3-6 覚悟を決めた花
そして目の前の光景に、呼吸を忘れた。
「これがあって、世継ぎが生まれないの」
「これ、は……」
緑黎の下腹部に浮かび上がる幾何学模様。それは自分の体にも刻まれている、蟒蛇の痣に酷似していた。どうしてこの人にもこの痣があるんだろう。この痣は『花都』の限られた者にしか刻印されない呪いの痣のはずだった。
「……昔、交換留学という名目で『花都』に滞在していた頃に付けられたの。友好条約の証だって言われてね。当時のことは朧気であまり憶えていないし、痛みも何も無くて不気味に思っていたのだけれど、この刻印の本当の意味を知ったのは陛下との婚姻後、初めて夜を共にした時だったわ」
緑黎曰く、愛し合う行為として体を繋げた瞬間に、死に溺れそうなくらいの激痛が体に走ったという。行為自体を全身が拒絶しているような感覚に襲われた緑黎は、その日以降氷月との夜伽を拒まれ続けている。
「陛下はお優しい方だから、わたくしが痛みを受けることを酷く嫌がるの。痛むならしなくていい、子供なんて要らないって。自分がこの国の王であることをお忘れになったの? と訊いたことがあって、その時彼はこう言ったの。妻一人幸せにできないのなら王を辞めるってね」
まるで我儘を言う子供みたいでしょう? と緑黎は苦笑した。
不思議な話だった。あの冷徹な氷鷹の王が、自身の妻一人を守るために世継ぎを渋り続けていたなんて。
(なんて……美しい愛の形なんだろう……)
わたしは知らず知らずのうちに涙を流していた。
こんなの知らない。父はわたしのことなど愛してなかった。わたしに向けられる目は全て侮蔑的なものばかりで、それが普通だったから。
そこで気がついた。わたしは、誰かに愛されてほしかったのだと。
緑黎の優しい手がわたしの背に触れる。この人を守りたいと思った。
(……わたしなら、できる……)
わたしは涙をぐしぐしと服の袖で乱暴に拭う。緑黎はわたしが泣いたことに対して申し訳なさそうに笑っていた。

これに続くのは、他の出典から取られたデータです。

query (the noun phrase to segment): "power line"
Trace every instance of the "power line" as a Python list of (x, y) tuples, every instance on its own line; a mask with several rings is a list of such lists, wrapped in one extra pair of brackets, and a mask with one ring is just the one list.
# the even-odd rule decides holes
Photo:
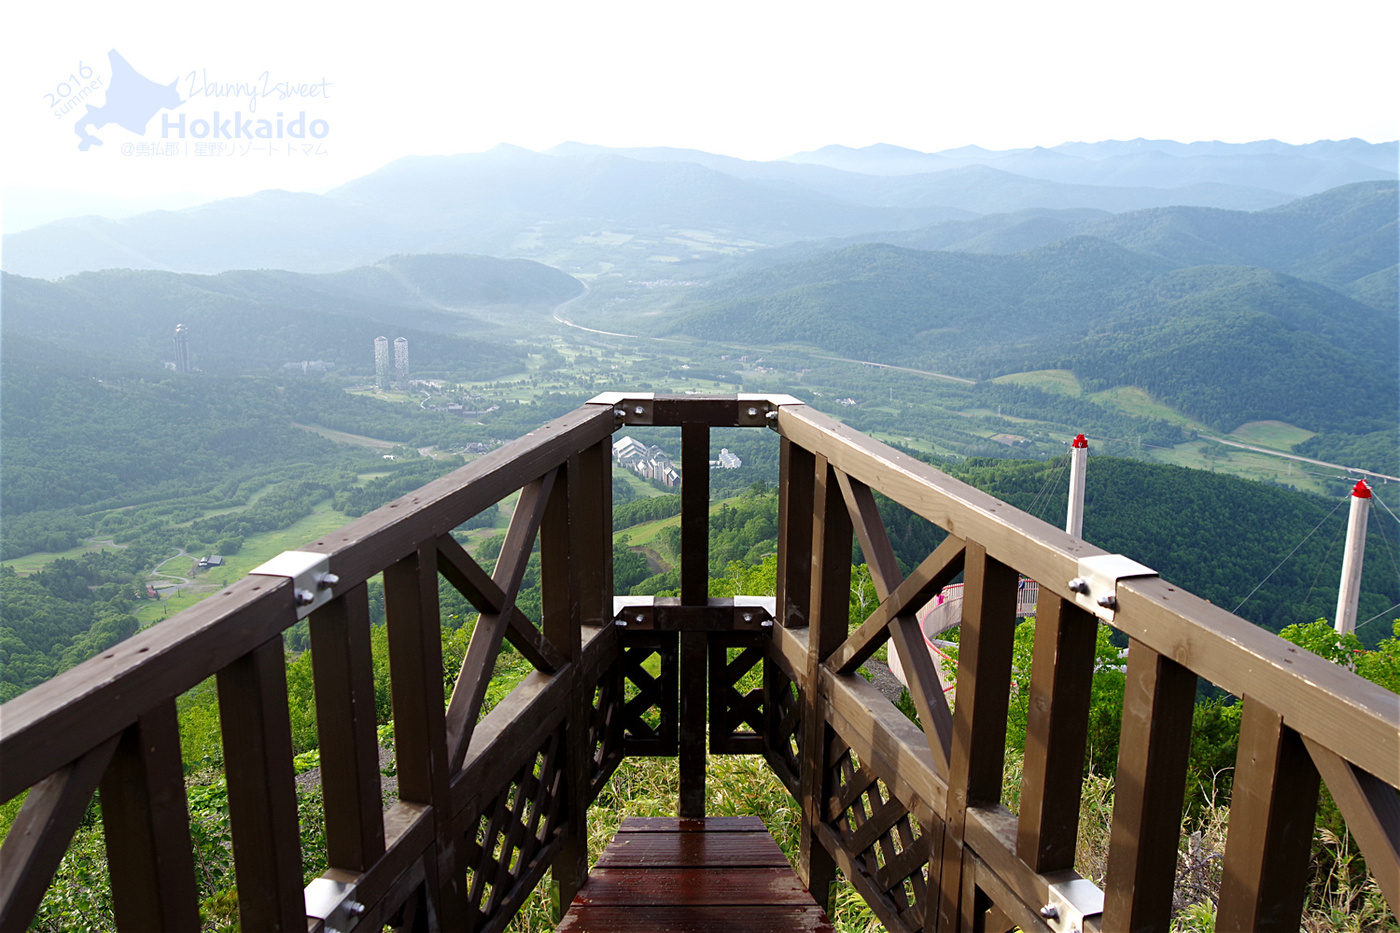
[(1260, 580), (1259, 583), (1254, 587), (1254, 589), (1252, 589), (1252, 590), (1249, 591), (1249, 596), (1246, 596), (1244, 599), (1240, 600), (1239, 606), (1236, 606), (1234, 609), (1231, 609), (1231, 610), (1230, 610), (1231, 614), (1233, 615), (1233, 614), (1238, 613), (1238, 612), (1240, 611), (1240, 606), (1243, 606), (1245, 603), (1249, 602), (1249, 597), (1250, 597), (1250, 596), (1253, 596), (1255, 593), (1259, 592), (1259, 587), (1263, 586), (1265, 583), (1268, 583), (1268, 582), (1269, 582), (1269, 577), (1272, 577), (1274, 574), (1278, 573), (1279, 567), (1282, 567), (1284, 564), (1288, 563), (1288, 558), (1289, 558), (1289, 557), (1292, 557), (1294, 554), (1297, 554), (1297, 553), (1298, 553), (1298, 548), (1302, 547), (1304, 544), (1307, 544), (1307, 543), (1308, 543), (1308, 538), (1311, 538), (1311, 537), (1317, 532), (1317, 529), (1319, 529), (1319, 528), (1322, 527), (1323, 522), (1327, 521), (1327, 519), (1329, 519), (1329, 518), (1331, 518), (1333, 515), (1337, 514), (1337, 509), (1340, 509), (1340, 508), (1342, 507), (1342, 503), (1343, 503), (1343, 502), (1346, 502), (1346, 501), (1347, 501), (1346, 499), (1342, 499), (1341, 501), (1339, 501), (1339, 502), (1336, 504), (1336, 506), (1332, 509), (1332, 511), (1330, 511), (1330, 512), (1328, 512), (1326, 515), (1324, 515), (1324, 516), (1322, 517), (1322, 521), (1321, 521), (1321, 522), (1318, 522), (1316, 525), (1314, 525), (1314, 526), (1313, 526), (1313, 530), (1310, 531), (1310, 532), (1308, 532), (1306, 535), (1304, 535), (1302, 541), (1299, 541), (1296, 545), (1294, 545), (1293, 550), (1291, 550), (1291, 551), (1288, 552), (1288, 556), (1285, 557), (1283, 560), (1279, 561), (1279, 562), (1278, 562), (1278, 566), (1275, 567), (1273, 570), (1270, 570), (1269, 573), (1268, 573), (1268, 576), (1266, 576), (1266, 577), (1264, 577), (1264, 579)]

「……悲しませてしまってごめんなさい。そうね、あなたが背負うことではないの。ただ、何故だかあなたには伝えておきたかった」
わたしは緑黎の手を掴む。何かしら、と緑黎が首を傾げてわたしに微笑む。わたしも緑黎のように、少々ぎこちないだろうけれど真似をして微笑んでみた。
今度偃月にでも笑顔の仕方を教えてもらおう。
これで緑黎が少しでも安心できるのなら。
わたしの気持ちを知らない緑黎は不思議そうにしていた。
「花檻姫……?」
「絶対、大丈夫、です。助けます」
「?」
きっとわたしの言葉は意味が分からないだろう。何に対しての「大丈夫」なのか。誰に対しての「助ける」なのか。言葉の意図を理解するには材料が少なかったと思う。
けれど、深く伝えられない。これからわたしが彼女に行おうとしていることは絶対に知られてはいけないことだから。
緑黎はよく分からないままも「ありがとう」と言ってくれた。その言葉を聞いて、掴んだ彼女の手を離す。
こうして、夜のお茶会はお開きとなったのだった。